In late 2022, Eastern Nebraska launched slot gaming after the state authorized casino-style gambling at horse racing tracks two years prior. This development seems to have swiftly influenced Iowa’s gambling revenues, aligning with the Nebraska Horsemen’s Benevolent and Protective Association’s assertion that a significant portion of money spent in Council Bluffs’ casinos comes from Nebraska residents. This group, representing Nebraska’s horse owners and trainers, was an ardent advocate for the state’s adoption of casino-style gaming.

Revenue Drop Expected by Iowa

The emergence of Nebraska as a gaming competitor was not entirely unexpected in Iowa. The Iowa Racing and Gaming Commission had anticipated a decline in Council Bluffs’ market following Nebraska’s entry into gambling. To put things into perspective, the commission noted that Ameristar, Harrah’s, and Horseshoe reported a combined revenue of $460 million in FY 2022-23, marking a 3% decrease ($13.2 million) from the previous year.

Notably, in the first four months of FY 2024, these three Council Bluffs casinos saw a collective revenue drop of $10.9 million. Ameristar experienced a $2.1 million decrease, while Horseshoe faced the steepest decline with a $9.2 million reduction. Harrah’s, on the other hand, managed to maintain relative stability with a slight increase of $400,000.

Potential for Further Impact

The full impact of Nebraska’s casino operations on Iowa’s gambling industry may still be unfolding.

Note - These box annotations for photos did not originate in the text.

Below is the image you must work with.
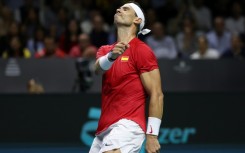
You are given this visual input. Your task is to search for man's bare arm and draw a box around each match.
[140,69,164,153]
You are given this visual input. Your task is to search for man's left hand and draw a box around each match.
[145,134,161,153]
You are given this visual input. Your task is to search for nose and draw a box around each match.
[116,8,121,13]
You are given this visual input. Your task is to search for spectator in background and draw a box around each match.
[59,19,81,54]
[63,0,85,21]
[167,1,196,35]
[27,79,44,94]
[90,15,109,48]
[27,26,45,55]
[40,0,69,37]
[156,0,178,25]
[176,17,201,58]
[0,5,15,27]
[193,0,212,31]
[18,0,40,22]
[190,35,220,60]
[0,22,26,54]
[23,8,40,38]
[146,22,177,59]
[222,34,245,59]
[145,8,158,29]
[80,9,109,34]
[2,36,31,58]
[225,1,245,34]
[207,16,231,54]
[35,36,66,58]
[69,33,97,58]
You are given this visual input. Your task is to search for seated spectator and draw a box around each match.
[225,1,245,34]
[146,22,177,59]
[59,19,81,54]
[90,15,109,48]
[2,36,31,58]
[69,33,97,58]
[80,9,109,34]
[27,27,45,55]
[22,8,40,38]
[35,37,66,58]
[176,17,200,58]
[193,0,212,31]
[207,16,231,54]
[190,36,220,59]
[222,35,245,59]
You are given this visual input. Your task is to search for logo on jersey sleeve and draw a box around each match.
[121,56,129,62]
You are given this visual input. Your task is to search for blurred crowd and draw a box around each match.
[0,0,245,59]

A significant concern for Iowa is the upcoming WarHorse Omaha property, poised to transform Horsemen’s Park into an alluring gaming destination. Expected to open in autumn 2024, WarHorse Omaha is projected to exacerbate the challenges for Council Bluffs’ casinos. The Iowa Racing and Gaming Commission and an Omaha World-Herald report anticipate that once Nebraska’s gambling operations are in full swing, Council Bluffs could lose up to $183.9 million in adjusted gross receipts.

Nebraskan patrons have expressed a preference for the new local casinos due to their convenience and the benefit of keeping their gambling expenditures within the state. However, the decision of many bettors is influenced more by factors like costs, payouts, and the overall gaming experience. This suggests that Iowa’s casinos can still attract customers by enhancing their offerings. The Iowa Racing and Gaming Commission remains optimistic that local casinos will continue to improve their services to maintain a competitive edge in the industry.